Früher Rückstand für Augsburg
Trotz des guten Beginns ging Dresden in Führung. Dane Fox zog flach ab, Garteig konnte zunächst parieren, doch Sebastian Gorcik reagierte am schnellsten und schob zum 0:1 ein (5.). Dresden trifft doppelt. Kurz darauf legten die Gäste nach. Nach einem folgenschweren Fehler in der Augsburger Defensive nutzte Sykora die Gelegenheit und erhöhte auf 0:2 (9.).

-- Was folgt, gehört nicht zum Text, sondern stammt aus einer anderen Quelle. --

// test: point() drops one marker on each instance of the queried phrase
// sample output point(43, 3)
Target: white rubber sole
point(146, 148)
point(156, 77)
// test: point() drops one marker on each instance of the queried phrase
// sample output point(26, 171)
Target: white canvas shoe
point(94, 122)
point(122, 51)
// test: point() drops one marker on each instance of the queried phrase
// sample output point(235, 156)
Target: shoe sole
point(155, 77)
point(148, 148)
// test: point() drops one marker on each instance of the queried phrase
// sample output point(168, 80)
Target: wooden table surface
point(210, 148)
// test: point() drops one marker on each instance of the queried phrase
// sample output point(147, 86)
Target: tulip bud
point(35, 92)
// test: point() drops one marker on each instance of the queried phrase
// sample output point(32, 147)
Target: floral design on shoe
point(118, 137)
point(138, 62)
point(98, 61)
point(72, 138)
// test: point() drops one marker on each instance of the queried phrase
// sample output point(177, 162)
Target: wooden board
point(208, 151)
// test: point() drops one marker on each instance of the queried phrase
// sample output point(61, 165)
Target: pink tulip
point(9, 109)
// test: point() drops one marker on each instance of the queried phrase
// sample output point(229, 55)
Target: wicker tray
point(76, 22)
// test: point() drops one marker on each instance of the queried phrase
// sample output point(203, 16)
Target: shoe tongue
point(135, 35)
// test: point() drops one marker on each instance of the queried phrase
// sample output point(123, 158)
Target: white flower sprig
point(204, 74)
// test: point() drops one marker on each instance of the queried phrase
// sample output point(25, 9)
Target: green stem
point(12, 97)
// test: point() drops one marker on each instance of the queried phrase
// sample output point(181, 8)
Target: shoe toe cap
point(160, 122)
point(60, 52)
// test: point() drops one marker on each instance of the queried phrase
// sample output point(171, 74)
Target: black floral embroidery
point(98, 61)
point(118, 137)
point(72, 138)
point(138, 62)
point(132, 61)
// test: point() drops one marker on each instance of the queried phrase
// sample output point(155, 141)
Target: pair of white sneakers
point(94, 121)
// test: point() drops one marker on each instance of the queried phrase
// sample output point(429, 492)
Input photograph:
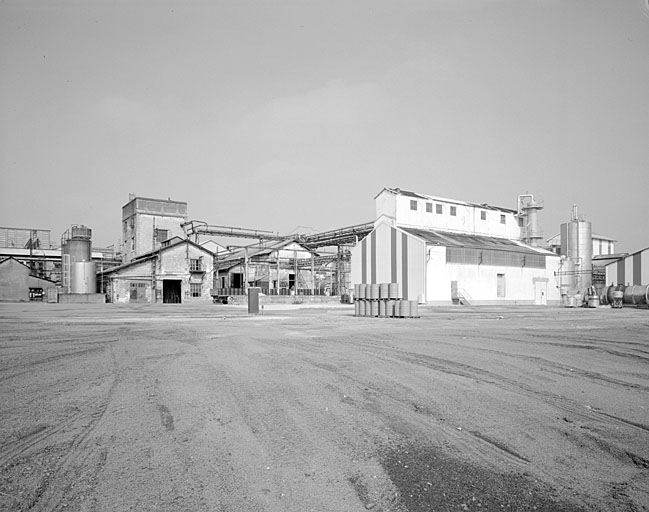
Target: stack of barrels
point(383, 300)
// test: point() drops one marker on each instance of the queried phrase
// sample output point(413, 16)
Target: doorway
point(171, 291)
point(541, 293)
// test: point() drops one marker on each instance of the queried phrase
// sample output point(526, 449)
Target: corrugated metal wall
point(389, 255)
point(634, 269)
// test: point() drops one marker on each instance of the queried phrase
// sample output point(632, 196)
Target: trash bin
point(253, 300)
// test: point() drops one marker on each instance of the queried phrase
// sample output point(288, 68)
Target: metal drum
point(362, 291)
point(394, 291)
point(389, 308)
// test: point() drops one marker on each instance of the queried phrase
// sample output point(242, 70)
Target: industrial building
point(179, 271)
point(630, 269)
point(444, 251)
point(18, 284)
point(147, 223)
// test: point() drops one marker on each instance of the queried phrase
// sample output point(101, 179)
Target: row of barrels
point(378, 291)
point(386, 308)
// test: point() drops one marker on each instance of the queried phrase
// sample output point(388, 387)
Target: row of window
point(439, 209)
point(137, 289)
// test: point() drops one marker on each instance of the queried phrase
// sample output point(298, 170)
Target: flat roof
point(446, 239)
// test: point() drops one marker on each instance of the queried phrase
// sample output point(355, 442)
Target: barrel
point(389, 308)
point(405, 309)
point(362, 291)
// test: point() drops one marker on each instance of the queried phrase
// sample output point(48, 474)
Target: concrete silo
point(78, 271)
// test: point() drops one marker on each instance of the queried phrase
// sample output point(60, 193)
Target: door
point(541, 293)
point(500, 291)
point(171, 291)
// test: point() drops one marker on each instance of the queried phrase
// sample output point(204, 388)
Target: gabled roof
point(407, 193)
point(150, 255)
point(2, 262)
point(447, 239)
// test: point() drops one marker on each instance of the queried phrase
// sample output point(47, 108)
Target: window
point(161, 234)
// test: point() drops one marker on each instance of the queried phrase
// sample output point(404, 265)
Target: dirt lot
point(204, 408)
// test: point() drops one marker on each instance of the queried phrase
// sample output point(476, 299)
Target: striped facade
point(631, 270)
point(390, 255)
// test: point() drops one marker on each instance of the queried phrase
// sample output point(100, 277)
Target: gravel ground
point(205, 408)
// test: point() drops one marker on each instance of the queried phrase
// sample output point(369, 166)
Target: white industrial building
point(444, 251)
point(631, 269)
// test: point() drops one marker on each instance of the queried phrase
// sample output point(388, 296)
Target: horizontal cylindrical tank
point(83, 277)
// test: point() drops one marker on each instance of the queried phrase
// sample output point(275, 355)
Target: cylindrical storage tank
point(405, 309)
point(362, 291)
point(79, 244)
point(83, 277)
point(639, 294)
point(578, 246)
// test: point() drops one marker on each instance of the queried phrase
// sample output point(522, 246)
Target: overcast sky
point(279, 115)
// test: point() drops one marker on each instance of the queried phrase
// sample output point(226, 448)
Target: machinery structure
point(282, 264)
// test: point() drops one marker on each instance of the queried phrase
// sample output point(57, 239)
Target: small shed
point(18, 284)
point(180, 271)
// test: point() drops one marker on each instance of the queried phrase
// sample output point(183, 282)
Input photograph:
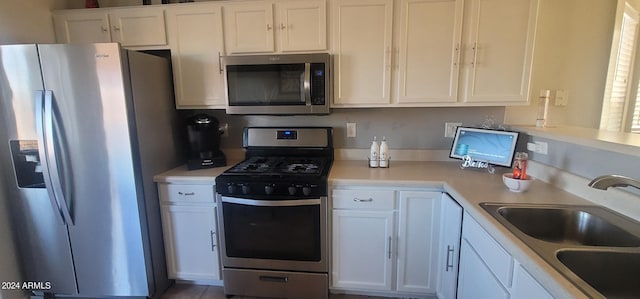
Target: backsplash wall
point(405, 128)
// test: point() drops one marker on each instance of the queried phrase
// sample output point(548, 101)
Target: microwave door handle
point(307, 83)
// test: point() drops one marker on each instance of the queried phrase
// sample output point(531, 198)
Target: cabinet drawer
point(495, 257)
point(364, 199)
point(180, 193)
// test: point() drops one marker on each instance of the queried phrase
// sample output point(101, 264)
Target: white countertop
point(620, 142)
point(468, 187)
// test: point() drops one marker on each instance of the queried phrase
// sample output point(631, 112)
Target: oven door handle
point(272, 203)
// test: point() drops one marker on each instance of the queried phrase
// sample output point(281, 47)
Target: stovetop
point(280, 163)
point(279, 166)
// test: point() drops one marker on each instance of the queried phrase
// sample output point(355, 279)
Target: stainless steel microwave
point(278, 84)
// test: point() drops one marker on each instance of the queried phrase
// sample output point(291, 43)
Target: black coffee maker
point(204, 142)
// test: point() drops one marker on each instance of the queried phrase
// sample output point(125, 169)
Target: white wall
point(573, 42)
point(20, 22)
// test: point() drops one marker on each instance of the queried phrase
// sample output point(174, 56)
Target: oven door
point(274, 234)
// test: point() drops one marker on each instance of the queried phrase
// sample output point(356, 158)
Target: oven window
point(272, 84)
point(279, 233)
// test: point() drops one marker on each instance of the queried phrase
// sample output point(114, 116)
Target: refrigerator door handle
point(44, 124)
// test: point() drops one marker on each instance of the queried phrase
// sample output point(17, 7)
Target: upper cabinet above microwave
point(253, 27)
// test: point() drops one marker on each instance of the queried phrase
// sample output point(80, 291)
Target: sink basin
point(571, 226)
point(613, 274)
point(596, 249)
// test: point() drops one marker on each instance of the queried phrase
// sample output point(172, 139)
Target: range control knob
point(268, 189)
point(246, 189)
point(231, 188)
point(306, 190)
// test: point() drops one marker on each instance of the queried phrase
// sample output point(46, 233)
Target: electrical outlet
point(351, 130)
point(538, 147)
point(450, 129)
point(224, 128)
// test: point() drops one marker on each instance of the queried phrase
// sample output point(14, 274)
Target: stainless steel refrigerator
point(83, 130)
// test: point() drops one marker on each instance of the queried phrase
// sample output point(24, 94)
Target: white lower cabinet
point(488, 271)
point(190, 231)
point(390, 241)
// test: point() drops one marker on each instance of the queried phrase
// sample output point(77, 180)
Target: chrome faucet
point(613, 180)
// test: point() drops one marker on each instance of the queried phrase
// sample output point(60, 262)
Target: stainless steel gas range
point(272, 211)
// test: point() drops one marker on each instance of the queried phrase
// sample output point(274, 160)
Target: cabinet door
point(303, 25)
point(451, 222)
point(82, 27)
point(248, 27)
point(430, 37)
point(499, 41)
point(475, 279)
point(362, 48)
point(134, 27)
point(195, 39)
point(191, 242)
point(363, 249)
point(418, 241)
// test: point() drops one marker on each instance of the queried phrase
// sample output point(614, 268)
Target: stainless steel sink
point(567, 225)
point(597, 249)
point(614, 274)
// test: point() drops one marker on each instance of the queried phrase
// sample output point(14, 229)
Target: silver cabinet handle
point(213, 242)
point(475, 54)
point(370, 199)
point(449, 257)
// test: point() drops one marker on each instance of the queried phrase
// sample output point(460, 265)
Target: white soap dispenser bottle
point(384, 152)
point(374, 153)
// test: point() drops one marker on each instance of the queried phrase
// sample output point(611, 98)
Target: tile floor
point(192, 291)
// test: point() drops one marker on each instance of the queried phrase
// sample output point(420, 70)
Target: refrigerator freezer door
point(93, 125)
point(42, 237)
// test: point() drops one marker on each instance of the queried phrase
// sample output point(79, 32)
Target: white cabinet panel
point(362, 249)
point(363, 52)
point(82, 27)
point(302, 25)
point(249, 27)
point(131, 27)
point(451, 221)
point(418, 241)
point(191, 242)
point(475, 279)
point(499, 41)
point(430, 37)
point(196, 42)
point(134, 27)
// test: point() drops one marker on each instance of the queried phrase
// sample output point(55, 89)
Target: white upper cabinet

Der AEV reagierte schnell und drängte auf den Anschluss. Alexandre Grenier ließ zunächst noch eine gute Chance liegen (10.), doch kurz darauf gelang der Treffer. In Überzahl kombinierten sich die Panther sehenswert durch das Angriffsdrittel, am Ende musste Riley Damiani nur noch ins leere Tor einschieben (11.). Bis zur ersten Pause blieb es trotz weiterer Möglichkeiten auf beiden Seiten beim 1:2.
Traumtor bringt die Wende
Auch im zweiten Drittel entwickelte sich zunächst ein ausgeglichenes Spiel, ehe Augsburg stärker wurde und sich schließlich belohnte. Über Alexander Blank und den an diesem Abend überragenden Busdeker landete die Scheibe bei Thomas Schemitsch, der mit einem harten und perfekt platzierten Handgelenksschuss zum 2:2 traf (27.). Der nächste Treffer gehörte eindeutig in die Kategorie Traumtor. Blank bediente Grenier, der den Puck clever zu Busdeker weiterleitete. Dieser lupfte die Scheibe mit viel Gefühl über Olkinuora hinweg zur Augsburger Führung ins Netz (34.).
Panther bauen Führung aus
Die Panther blieben am Drücker und nutzten erneut eine Überzahlsituation. Nach einer sehenswerten Kombination legte Busdeker für Cody Kunyk auf, der direkt abzog und zum 4:2 traf (38.).
Zu Beginn des Schlussdrittels musste Garteig noch einige Paraden zeigen, ehe Augsburg endgültig für klare Verhältnisse sorgte. Wieder im Powerplay war Busdeker zur Stelle und erhöhte auf 5:2 (44.).
Doch damit nicht genug: Augsburgs Top-Torjäger schnürte wenig später sogar den Dreierpack. Erneut stand Busdeker im richtigen Moment am richtigen Ort und traf zum 6:2 – gleichzeitig sein sechster Scorerpunkt an diesem Abend. Eine solche Ausbeute gelang in der laufenden Saison der PENNY DEL bislang keinem anderen Spieler in einer Partie.
Den Schlusspunkt setzte zwar Dresdens Austin Ortega mit dem Treffer zum 6:3 (58.), doch am klaren Augsburger Sieg änderte das nichts mehr.
Playoff-Hoffnung lebt weiter
Mit dem Erfolg hält der AEV seine Chancen auf die Playoffs am Leben. Drei Spieltage vor dem Ende der Hauptrunde beträgt der Rückstand auf Platz zehn nur noch drei Punkte – die Hoffnung auf die erste Playoff-Runde lebt damit weiter.